Of course, there would also be no drug passing so high requirements. This is only due to market considerations. If they had long enough time (say over decades) they would be able to produce such medicines.
 
  • #103
Mandrake said:
Do you consider medicine to be a biological science? When a drug company seeks approval for a new drug, it must submit various studies to the government for approval. If a drug is found to correlate at r=.2 to a side effect that causes permanent disability or death, will the drug be approved? At what value of r would the license be granted? The same question can be asked with respect to drugs that might be given to pregnant women. If r=.2 for deformed babies or death to the fetus, would the drug be allowed for use with pregnant women?

If you were considering an elective operation and knew that the correlation between the procedure and a debilitating outcome was .2, would you have the operation? If not, what value of r would you consider to be acceptable?

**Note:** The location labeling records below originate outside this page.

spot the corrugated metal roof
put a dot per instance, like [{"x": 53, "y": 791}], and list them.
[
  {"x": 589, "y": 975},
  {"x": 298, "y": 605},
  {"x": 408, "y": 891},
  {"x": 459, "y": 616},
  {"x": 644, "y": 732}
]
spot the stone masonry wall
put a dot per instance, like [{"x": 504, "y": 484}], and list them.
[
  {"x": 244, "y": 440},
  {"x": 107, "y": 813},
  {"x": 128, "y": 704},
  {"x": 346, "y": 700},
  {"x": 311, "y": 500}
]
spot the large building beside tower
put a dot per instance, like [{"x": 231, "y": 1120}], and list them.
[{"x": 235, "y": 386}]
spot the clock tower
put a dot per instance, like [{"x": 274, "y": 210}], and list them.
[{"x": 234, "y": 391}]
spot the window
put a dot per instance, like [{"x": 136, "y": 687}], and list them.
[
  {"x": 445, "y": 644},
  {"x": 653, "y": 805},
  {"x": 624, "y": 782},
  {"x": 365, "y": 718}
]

In the examples you cite, the data wouldn't be analyzed that way. A Pearson's correlation (r) is the wrong statistic to use. So, if a company seeking drug approval handed a report to FDA that included such a statistic, no, the drug would not be approved because FDA would tell them their analysis was flawed. Drug trials would not include correlations or even post-hoc analyses; those are very frowned upon by FDA. Severe side effects that required people drop out of the study or led to serious health problems would either be reported as a proportion of the subjects reporting the side effects or using a survival analysis. Using a Pearson's correlation requires comparing two variables with a normal distribution and similar standard deviations. The closer r is to 0, the more scattering there is of the values from a linear relationship.
 
  • #104
humanino said:
This is a ridiculous argument ! There are some sides effects, always. If the drug compagnies had the same requirements as in physics, there would be none.

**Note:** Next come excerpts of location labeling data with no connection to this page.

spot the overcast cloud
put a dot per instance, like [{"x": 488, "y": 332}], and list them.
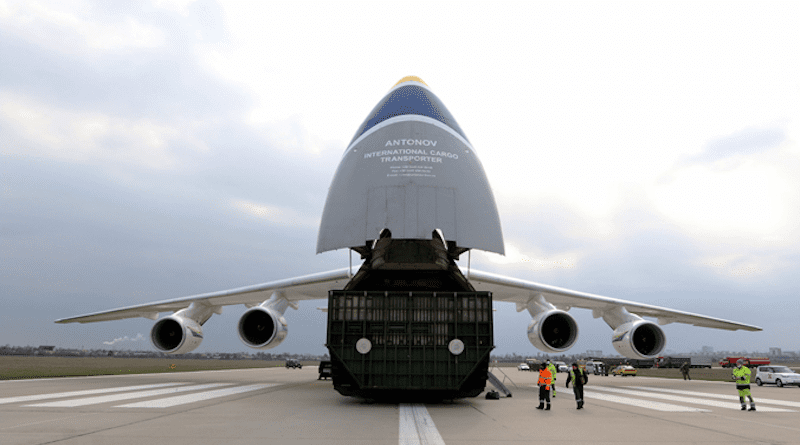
[{"x": 645, "y": 151}]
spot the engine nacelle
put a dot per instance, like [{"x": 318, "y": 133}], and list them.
[
  {"x": 639, "y": 339},
  {"x": 176, "y": 335},
  {"x": 553, "y": 331},
  {"x": 262, "y": 328}
]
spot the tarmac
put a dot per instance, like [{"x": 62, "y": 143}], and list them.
[{"x": 288, "y": 406}]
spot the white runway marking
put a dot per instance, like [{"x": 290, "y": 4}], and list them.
[
  {"x": 691, "y": 400},
  {"x": 649, "y": 404},
  {"x": 417, "y": 427},
  {"x": 758, "y": 400},
  {"x": 126, "y": 396},
  {"x": 190, "y": 398},
  {"x": 61, "y": 395}
]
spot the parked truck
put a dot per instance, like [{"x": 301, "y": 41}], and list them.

I didn't make any argument. I asked a few questions. We all know that drugs have side effects and are sometimes licensed with side effects that can be serious. The question is whether a .2 correlation is insignificant with respect to biology. Your answer is apparently a resounding YES. But the question I raised is at what correlation is the risk of a serious complication accepted as small enough to allow. I seriously doubt that a drug with life threatening side effects in the r = .2 range would be licensed. If that is true, we can conclude that this example of biology recognizes small correlations as very important.
 
  • #105
Moonbear said:
In the examples you cite, the data wouldn't be analyzed that way. A Pearson's correlation (r) is the wrong statistic to use.

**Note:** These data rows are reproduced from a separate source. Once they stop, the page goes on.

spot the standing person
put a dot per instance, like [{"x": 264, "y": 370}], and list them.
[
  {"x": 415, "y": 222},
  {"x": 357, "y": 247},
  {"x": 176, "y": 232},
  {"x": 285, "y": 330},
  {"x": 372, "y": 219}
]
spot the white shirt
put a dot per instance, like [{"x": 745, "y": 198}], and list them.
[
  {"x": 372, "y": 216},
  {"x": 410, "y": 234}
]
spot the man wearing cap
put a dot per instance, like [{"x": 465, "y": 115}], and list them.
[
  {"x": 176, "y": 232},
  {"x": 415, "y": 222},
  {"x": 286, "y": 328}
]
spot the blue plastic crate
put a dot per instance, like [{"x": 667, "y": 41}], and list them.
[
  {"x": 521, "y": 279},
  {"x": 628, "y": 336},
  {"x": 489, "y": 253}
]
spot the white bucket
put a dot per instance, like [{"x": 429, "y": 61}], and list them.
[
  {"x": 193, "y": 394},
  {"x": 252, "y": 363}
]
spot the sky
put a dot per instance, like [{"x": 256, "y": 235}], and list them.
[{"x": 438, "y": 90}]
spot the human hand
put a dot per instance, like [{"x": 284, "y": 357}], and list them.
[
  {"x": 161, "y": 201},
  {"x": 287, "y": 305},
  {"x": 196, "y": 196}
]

If you can produce a scatter diagram with the data, you can determine a correlation coefficient. I am not claiming anything about the licensing prodedures of the FDA. The simple question is whether a drug would be licensed if it had that kind of correlation. I asked a similar question with respect to whether or not readers here would undergo elective surgery, if they believed that the correlation between that operation and severe impairment could be represented by a correlation coefficient of .2.